Rachel: You didn’t say sorry, and I don’t think you’re capable of being the bigger person. It’s okay if you lose my number.

 

 

FIVE

 

 

REX

 

 

“Do you think I’m a bitch?”

There was no part of me that was ready for this conversation.

Not even on a good day. Which today definitely wasn’t.

I rubbed my bleary eyes and turned away from the fridge to find Rachel standing close by.

She was being serious.

Although that was probably proof that exhaustion was slowing me down because when wasn’t Rachel serious?

“You’re talking to me?” That wasn’t wishful thinking, either.

She frowned. “Who else?”

Rach had a point—there was no one else in the kitchen.

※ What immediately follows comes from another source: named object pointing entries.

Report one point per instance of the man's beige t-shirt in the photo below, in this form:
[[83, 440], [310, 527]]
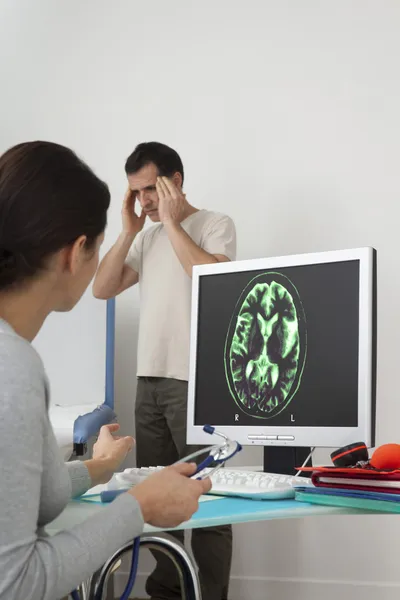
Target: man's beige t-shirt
[[165, 291]]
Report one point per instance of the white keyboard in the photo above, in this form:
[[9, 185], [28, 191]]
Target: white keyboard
[[230, 482]]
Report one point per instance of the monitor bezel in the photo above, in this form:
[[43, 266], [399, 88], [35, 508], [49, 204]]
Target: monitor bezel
[[332, 437]]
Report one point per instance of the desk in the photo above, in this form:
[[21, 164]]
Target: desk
[[220, 511], [215, 512]]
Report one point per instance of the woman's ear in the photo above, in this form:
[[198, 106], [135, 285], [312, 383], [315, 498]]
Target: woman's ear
[[76, 254]]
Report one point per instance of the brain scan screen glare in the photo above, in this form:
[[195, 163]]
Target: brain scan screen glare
[[279, 347]]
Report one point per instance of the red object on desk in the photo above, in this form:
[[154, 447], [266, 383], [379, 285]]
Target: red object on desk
[[356, 478]]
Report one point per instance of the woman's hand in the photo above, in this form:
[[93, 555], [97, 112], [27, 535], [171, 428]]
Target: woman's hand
[[108, 453], [170, 497]]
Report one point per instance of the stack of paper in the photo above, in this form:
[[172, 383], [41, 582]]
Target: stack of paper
[[365, 488]]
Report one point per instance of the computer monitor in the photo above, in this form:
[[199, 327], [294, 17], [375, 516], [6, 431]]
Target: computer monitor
[[283, 350]]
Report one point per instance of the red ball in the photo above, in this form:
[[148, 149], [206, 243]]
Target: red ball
[[386, 457]]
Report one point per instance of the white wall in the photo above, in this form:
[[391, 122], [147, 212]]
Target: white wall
[[279, 109]]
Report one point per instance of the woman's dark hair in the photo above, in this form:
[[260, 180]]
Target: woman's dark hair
[[167, 160], [48, 198]]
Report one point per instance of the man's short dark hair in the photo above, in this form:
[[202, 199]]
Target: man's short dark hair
[[167, 160]]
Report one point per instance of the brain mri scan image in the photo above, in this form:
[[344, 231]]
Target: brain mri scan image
[[266, 346]]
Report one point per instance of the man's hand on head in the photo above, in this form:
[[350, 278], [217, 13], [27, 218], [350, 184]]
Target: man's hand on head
[[172, 205], [132, 222]]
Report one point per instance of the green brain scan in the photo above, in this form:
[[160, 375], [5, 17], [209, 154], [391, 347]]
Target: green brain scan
[[266, 346]]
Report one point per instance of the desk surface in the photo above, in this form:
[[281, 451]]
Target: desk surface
[[216, 512]]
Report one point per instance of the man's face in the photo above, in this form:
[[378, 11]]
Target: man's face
[[143, 186]]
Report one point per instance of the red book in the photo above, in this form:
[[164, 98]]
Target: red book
[[354, 478]]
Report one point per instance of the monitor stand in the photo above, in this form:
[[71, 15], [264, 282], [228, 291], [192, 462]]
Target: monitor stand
[[285, 459]]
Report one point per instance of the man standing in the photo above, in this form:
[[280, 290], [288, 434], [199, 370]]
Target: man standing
[[161, 259]]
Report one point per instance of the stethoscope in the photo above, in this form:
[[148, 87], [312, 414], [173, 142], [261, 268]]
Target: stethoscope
[[217, 454]]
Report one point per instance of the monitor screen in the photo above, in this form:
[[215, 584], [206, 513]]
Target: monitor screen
[[282, 349]]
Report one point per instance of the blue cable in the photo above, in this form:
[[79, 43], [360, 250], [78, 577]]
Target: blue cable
[[133, 570]]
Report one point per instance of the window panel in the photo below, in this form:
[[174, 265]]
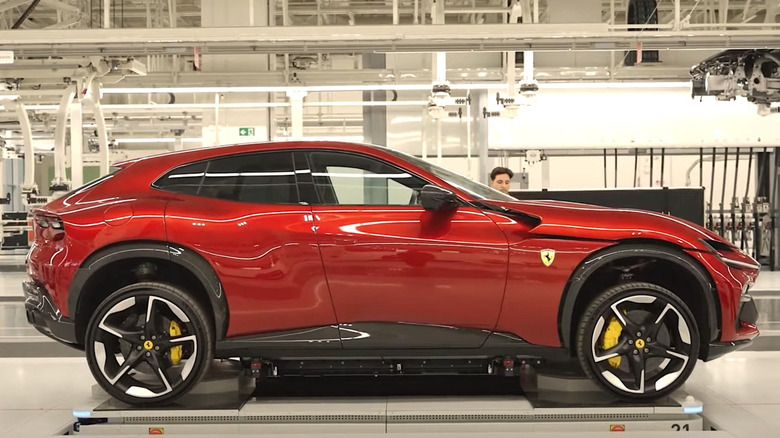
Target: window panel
[[349, 179]]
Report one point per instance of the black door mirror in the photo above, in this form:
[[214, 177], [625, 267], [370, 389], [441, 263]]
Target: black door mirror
[[437, 198]]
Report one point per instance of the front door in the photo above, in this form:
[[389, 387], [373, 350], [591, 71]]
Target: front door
[[401, 276], [244, 214]]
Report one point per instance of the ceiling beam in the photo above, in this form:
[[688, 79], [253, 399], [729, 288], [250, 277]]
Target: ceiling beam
[[380, 38]]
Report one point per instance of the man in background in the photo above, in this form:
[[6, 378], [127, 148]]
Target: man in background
[[500, 178]]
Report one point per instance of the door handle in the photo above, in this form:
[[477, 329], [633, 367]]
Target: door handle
[[338, 240]]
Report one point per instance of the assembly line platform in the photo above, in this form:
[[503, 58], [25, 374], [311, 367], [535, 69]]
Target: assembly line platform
[[239, 405]]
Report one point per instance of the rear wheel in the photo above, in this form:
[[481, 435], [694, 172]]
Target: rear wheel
[[638, 340], [149, 343]]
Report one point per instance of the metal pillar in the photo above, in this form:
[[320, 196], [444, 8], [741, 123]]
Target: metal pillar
[[97, 111], [296, 113], [106, 14], [375, 117], [76, 145], [29, 153], [59, 137], [479, 99]]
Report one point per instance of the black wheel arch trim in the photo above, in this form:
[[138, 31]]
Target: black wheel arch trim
[[622, 250], [182, 256]]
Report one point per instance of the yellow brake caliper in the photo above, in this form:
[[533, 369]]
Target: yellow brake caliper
[[610, 339], [174, 330]]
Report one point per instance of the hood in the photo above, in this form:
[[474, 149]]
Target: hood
[[584, 221]]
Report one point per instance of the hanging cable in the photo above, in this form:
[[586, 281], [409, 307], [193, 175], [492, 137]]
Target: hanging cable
[[663, 158], [636, 164], [615, 167], [651, 167], [723, 192], [712, 192], [701, 167]]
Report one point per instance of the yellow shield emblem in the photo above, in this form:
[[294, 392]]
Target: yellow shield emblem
[[548, 256]]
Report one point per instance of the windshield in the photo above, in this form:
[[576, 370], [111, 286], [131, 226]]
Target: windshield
[[473, 188]]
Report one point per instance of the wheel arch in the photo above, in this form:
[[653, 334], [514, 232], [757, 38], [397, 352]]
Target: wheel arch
[[102, 264], [577, 294]]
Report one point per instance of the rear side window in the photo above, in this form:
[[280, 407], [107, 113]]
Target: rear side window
[[261, 178], [184, 179]]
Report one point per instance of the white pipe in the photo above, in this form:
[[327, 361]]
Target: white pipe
[[97, 111], [216, 119], [511, 74], [468, 139], [63, 112], [296, 114], [440, 67], [106, 14], [29, 154], [438, 141], [172, 12], [677, 23], [76, 145]]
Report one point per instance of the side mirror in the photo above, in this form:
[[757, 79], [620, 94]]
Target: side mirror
[[437, 198]]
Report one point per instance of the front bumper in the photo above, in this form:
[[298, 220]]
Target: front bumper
[[44, 315]]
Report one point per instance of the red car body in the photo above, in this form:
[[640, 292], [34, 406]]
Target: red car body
[[285, 269]]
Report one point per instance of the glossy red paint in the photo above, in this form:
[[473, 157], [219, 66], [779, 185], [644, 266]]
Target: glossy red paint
[[406, 264], [297, 266]]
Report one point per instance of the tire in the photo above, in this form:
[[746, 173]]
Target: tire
[[638, 341], [149, 343]]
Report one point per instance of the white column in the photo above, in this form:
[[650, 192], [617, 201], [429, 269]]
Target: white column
[[97, 111], [296, 113], [59, 135], [29, 153], [106, 14], [76, 145]]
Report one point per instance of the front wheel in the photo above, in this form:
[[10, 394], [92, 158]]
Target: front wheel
[[149, 343], [638, 340]]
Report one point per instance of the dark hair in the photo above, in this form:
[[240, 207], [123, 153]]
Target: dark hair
[[500, 171]]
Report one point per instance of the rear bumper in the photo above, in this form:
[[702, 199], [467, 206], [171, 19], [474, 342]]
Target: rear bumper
[[745, 327], [44, 315]]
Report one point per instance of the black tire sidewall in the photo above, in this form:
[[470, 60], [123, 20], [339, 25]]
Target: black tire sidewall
[[200, 323], [600, 304]]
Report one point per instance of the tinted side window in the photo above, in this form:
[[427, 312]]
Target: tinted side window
[[263, 178], [184, 179], [349, 179]]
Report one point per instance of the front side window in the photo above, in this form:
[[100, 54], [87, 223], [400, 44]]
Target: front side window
[[349, 179], [261, 178]]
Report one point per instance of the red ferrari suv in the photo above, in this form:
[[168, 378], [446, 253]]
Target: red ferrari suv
[[322, 254]]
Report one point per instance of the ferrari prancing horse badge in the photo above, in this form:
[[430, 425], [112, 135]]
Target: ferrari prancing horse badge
[[548, 256]]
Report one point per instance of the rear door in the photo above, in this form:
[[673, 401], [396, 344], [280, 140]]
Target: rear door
[[401, 276], [244, 215]]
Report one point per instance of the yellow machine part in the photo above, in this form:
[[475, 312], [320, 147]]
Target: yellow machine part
[[610, 338], [174, 330]]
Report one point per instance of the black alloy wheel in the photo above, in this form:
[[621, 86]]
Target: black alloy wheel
[[149, 343], [638, 340]]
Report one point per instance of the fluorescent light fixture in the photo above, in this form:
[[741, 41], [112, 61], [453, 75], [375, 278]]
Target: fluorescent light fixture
[[275, 89], [698, 409], [380, 87], [370, 103], [156, 140], [353, 138]]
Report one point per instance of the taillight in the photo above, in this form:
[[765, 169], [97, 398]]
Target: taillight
[[49, 227]]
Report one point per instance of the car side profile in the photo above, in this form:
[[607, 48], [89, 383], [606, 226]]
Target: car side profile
[[308, 252]]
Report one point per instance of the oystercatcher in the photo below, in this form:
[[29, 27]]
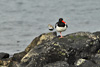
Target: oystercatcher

But that wasn’t what I meant.

“You don’t talk to me after we have sex.”

It had been nearly a week since we’d fucked at the hospital, and she’d been ignoring me as was her usual MO.

Normally, it took her a good month before she approached me again via anything other than email or text.

Her brow furrowed. “That’s not true.”

“It is.”

I almost chuckled at her scowl and dipped my head into the refrigerator to grab a bottle of that water kefir stuff. Its promise to help with my gut health wasn’t the reason I drank it though. It tasted damn good—and I didn’t give a fuck if that wasn’t very ‘Satan’s Sinners’ of me either.

Twisting off the cap, I was on the brink of drinking it down with a gulp when she stormed over and snatched the bottle from me.

“That’s mine.”

I arched a brow at her. “Want me to give you a dollar for it?”

She huffed. “I want you to answer the question.”

“Which one?”

“Am I a bitch?”

Yawning, I asked, “This is either a trap or some kind of joke, right?”

“No. I want to know what you think.”

“You’re a bitch for taking the drink when you don’t want it,” I grumbled.

Her mouth tightened as she stared down at the bottle, then she shoved it at me. “Never mind. And it’s more like four dollars you owe me.”

Four freakin’ dollars?

Holy hell and there was me drinking a couple of these whenever I was in the house.

Before I could apologize, she marched over to the other side of the kitchen. I heaved a sigh as I watched her go and took a sip.

Not as good as JD, but I couldn’t exactly ride to the hospital later if I was jacked up on whiskey.

Pulling out the makings of a sandwich, I grabbed some bread and shoved a few slices in the toaster, aware that she was hovering over by the window and staring out into the yard.

Her voice was small as she told me, “Scott said I threw Wynter away.”

I stilled at that. “Scott’s a jackass. I told you a long time ago to cut him out of your life. He’s a toxic prick.”

“I doubt we’ll be keeping in touch anymore.”

“Good.”

When she gnawed on her bottom lip, I could have slammed my fist into Scott’s head.

Rachel made an ice sculpture look effusive. Her face was about as expressive as a still lake on a fall day. Nervous gestures like biting her lip were the girl of old, not the woman of today.

I missed that girl something fucking fierce, but it didn’t mean I liked the fact that her so-called best friend had hurt her feelings.

“Scott told me I could never understand what he was going through because I—” She swallowed. “—let Wynter go.”

We never talked about Wynter.

Ever.

It just wasn’t something we did.

For both our sanity’s sake.

Mine because it killed me that we’d given up our kid. Hers because life had broken her before she’d given birth.

The woman I’d known would have made an excellent mother. The woman who’d given birth to Wynter had been a broken shell, a wreckage shaped like the Rach I loved.

Shoving those miserable thoughts aside, I settled my gaze on her. “Do you care what he thinks?”

“Obviously,” she sniped, “or I wouldn’t have asked you.”

“You don’t normally give a damn about other people’s opinions.” I arched a brow at her. “You’re the one with a client list that would impress the Joker.”